Download PowerShell script ProxyLogonHashes.ps1 from https://github.com/andyinmatrix/PowerShell, modify the path of the IIS and Exchange Server and run it.

 


Check CVE-2021-24085

CVE-2021-24085 is Microsoft Exchange Server msExchEcpCanary Cross Site Request Forgery Elevation of Privilege Vulnerability

1)    Copy IIS log to other location.

2)    Use grep command to search below strings and check the outputs

grep -nr "/ecp/y.js" *.log

grep -nr "/ecp/DDI/DDIService.svc/GetList" *.log

grep -nr "/ecp/DDI/DDIService.svc/SetObject”

3)    If using windows:

findstr "\/ecp\/y.js" *.log

findstr "\/ecp\/DDI\/DDIService.svc\/GetList" *.log

findstr "\/ecp\/DDI\/DDIService.svc\/SetObject” *.log

 

Check CVE-2021-26855

CVE-2021-26855 is a server-side request forgery (SSRF) vulnerability in Exchange which allowed the attacker to send arbitrary HTTP requests and authenticate as the Exchange server.

 

1)      Check the Exchange HttpProxy log:  %PROGRAMFILES%\Microsoft\ExchangeServer\V15\Logging\HttpProxy

2)      Run PowerShell Script to check if there were any attack attempts:

Import-Csv -Path (Get-ChildItem -Recurse -Path "$env:C:\Program Files\Microsoft\Exchange Server\V15\Logging\HttpProxy" -Filter '*.log').FullName | Where-Object {  $_.AuthenticatedUser -eq '' -and $_.AnchorMailbox -like 'ServerInfo~*/*' } | select DateTime, AnchorMailbox

 

3)      If attack attempts were detected, check the details on logs: %PROGRAMFILES%\Microsoft\ExchangeServer\V15\Logging

 

Check CVE-2021-26857

CVE-2021-26857 is an insecure deserialization vulnerability in the Unified Messaging service. Insecure deserialization is where untrusted user-controllable data is deserialized by a program. Exploiting this vulnerability gave HAFNIUM the ability to run code as SYSTEM on the Exchange server. This requires administrator permission or another vulnerability to exploit.

1)    Run below command to check if there were any attack attempts:

Get-EventLog-LogName Application -Source “MSExchangeUnified Messaging” -EntryType Error | Where-Object {$_.Message -like “*System.InvalidCastException*” }

2)    Exploitation of this deserialization bug will create Application events with the following properties:

·      Source: MSExchange Unified Messaging

·      EntryType: Error

·      Event Message Contains: System.InvalidCastException

Check CVE-2021-26858

CVE-2021-26858 is a post-authentication arbitrary file write vulnerability in Exchange.

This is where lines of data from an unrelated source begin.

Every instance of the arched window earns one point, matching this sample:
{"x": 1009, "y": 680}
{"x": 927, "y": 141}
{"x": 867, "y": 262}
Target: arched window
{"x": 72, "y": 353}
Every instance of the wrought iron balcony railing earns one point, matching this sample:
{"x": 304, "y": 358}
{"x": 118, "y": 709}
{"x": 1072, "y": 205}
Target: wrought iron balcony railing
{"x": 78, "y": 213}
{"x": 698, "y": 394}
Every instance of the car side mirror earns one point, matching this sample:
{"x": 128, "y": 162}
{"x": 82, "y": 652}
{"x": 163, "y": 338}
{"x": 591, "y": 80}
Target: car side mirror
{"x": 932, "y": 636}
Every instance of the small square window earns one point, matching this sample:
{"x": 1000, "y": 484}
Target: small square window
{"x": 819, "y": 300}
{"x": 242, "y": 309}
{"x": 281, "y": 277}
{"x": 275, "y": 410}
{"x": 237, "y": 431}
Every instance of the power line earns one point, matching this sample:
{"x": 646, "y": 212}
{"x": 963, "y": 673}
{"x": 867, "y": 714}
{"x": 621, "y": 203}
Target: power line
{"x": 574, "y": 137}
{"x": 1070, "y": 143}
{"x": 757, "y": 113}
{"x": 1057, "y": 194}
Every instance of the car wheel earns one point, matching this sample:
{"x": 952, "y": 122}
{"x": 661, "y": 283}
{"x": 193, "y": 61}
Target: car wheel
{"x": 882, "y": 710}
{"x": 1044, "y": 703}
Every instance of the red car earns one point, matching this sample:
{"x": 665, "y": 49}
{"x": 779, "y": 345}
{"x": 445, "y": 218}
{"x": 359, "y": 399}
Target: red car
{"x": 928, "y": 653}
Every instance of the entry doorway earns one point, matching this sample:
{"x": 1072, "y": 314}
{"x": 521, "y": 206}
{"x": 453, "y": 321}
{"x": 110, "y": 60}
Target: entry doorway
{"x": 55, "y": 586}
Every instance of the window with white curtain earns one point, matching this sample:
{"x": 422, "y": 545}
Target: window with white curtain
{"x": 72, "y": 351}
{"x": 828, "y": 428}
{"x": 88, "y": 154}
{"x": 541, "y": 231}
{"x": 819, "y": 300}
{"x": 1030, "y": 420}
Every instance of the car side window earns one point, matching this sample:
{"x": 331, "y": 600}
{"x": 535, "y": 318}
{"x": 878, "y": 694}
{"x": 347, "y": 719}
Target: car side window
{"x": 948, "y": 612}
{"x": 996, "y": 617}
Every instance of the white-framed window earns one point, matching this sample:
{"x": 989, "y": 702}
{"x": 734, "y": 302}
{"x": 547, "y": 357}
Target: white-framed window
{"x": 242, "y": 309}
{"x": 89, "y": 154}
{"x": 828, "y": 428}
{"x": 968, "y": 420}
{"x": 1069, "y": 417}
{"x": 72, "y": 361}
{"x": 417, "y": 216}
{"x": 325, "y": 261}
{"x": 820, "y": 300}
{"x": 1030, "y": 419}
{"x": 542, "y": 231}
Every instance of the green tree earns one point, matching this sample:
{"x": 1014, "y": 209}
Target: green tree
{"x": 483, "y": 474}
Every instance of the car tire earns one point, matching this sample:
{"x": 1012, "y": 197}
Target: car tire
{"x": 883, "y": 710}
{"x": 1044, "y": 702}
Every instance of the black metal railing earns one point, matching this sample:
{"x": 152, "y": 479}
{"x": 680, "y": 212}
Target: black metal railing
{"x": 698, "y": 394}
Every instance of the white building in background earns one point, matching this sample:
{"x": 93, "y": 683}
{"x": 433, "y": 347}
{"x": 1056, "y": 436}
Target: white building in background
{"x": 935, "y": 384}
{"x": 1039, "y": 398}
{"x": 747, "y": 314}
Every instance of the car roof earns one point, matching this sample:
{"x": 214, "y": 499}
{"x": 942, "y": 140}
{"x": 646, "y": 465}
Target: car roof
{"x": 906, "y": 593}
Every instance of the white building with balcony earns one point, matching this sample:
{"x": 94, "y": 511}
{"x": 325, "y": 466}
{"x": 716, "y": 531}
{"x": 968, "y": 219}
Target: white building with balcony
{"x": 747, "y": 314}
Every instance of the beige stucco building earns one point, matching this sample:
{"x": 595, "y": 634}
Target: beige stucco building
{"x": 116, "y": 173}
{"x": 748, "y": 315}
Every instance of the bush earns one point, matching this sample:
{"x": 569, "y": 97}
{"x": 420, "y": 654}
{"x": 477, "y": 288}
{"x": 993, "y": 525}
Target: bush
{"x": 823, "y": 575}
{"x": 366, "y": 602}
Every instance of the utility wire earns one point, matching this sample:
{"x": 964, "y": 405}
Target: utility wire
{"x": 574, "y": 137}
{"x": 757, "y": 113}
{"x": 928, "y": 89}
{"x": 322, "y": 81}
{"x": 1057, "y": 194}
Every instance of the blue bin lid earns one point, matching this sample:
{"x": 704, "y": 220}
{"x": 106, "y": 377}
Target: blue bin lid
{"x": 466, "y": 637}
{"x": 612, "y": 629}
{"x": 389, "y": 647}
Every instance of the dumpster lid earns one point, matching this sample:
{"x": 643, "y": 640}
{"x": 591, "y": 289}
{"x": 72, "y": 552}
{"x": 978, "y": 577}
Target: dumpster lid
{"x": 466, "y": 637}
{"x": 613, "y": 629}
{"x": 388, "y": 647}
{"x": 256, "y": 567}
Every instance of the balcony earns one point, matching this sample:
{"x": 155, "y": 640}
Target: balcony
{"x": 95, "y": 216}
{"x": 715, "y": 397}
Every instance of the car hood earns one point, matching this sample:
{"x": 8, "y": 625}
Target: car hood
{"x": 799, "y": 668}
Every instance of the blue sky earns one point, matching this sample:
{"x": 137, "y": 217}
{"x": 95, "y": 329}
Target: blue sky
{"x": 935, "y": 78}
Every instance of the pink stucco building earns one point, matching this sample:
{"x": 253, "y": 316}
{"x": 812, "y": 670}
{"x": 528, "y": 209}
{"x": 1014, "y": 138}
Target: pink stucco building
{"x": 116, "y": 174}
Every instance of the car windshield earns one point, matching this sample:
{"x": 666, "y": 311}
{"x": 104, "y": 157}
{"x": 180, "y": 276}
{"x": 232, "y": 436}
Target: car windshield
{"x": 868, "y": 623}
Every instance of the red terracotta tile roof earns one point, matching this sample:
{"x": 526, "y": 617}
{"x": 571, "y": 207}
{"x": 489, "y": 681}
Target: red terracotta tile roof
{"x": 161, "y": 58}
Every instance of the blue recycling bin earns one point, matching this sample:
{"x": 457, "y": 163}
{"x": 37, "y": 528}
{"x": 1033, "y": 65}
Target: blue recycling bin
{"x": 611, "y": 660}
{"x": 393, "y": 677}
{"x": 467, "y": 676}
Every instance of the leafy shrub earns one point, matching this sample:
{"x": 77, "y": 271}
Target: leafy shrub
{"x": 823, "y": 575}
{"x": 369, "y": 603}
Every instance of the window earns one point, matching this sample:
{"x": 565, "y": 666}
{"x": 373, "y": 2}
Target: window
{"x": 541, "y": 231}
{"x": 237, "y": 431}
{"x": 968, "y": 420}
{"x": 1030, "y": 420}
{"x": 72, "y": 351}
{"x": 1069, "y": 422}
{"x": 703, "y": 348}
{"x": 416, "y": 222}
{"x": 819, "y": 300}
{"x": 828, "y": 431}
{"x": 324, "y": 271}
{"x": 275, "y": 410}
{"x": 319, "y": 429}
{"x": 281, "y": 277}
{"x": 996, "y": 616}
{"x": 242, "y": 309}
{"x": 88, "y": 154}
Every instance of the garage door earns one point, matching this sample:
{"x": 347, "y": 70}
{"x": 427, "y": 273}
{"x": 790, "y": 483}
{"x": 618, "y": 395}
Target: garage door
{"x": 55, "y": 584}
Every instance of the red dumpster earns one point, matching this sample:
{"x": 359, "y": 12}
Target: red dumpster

If HAFNIUM could authenticate with the Exchange server then they could use this vulnerability to write a file to any path on the server. They could authenticate by exploiting the CVE-2021-26855 SSRF vulnerability or by compromising a legitimate admin’s credentials.

 

1)    Log location: C:\Program Files\Microsoft\ExchangeServer\V15\Logging\OABGeneratorLog. Files should only be downloaded to the %PROGRAMFILES%\Microsoft\Exchange Server\V15\ClientAccess\OAB\Temp directory. In case of exploitation, files are downloaded to other directories (UNC or local paths).

2)    Open command line window and run below command to check if there were any attack attempts:

findstr /snip /c:”Download failed and temporaryfile” “%PROGRAMFILES%\Microsoft\ExchangeServer\V15\Logging\OABGeneratorLog\*.log”

 

Check CVE-2021-27065

CVE-2021-27065 is a post-authentication arbitrary file write vulnerability in Exchange. If HAFNIUM could authenticate with the Exchange server then they could use this vulnerability to write a file to any path on the server. They could authenticate by exploiting the CVE-2021-26855 SSRF vulnerability or by compromising a legitimate admin’s credentials.

1)    Exchange Log: C:\Program Files\Microsoft\Exchange Server\V15\Logging\ECP\Server

All Set-<AppName>VirtualDirectory properties should never contain script. InternalUrl and ExternalUrl should only be valid Uris.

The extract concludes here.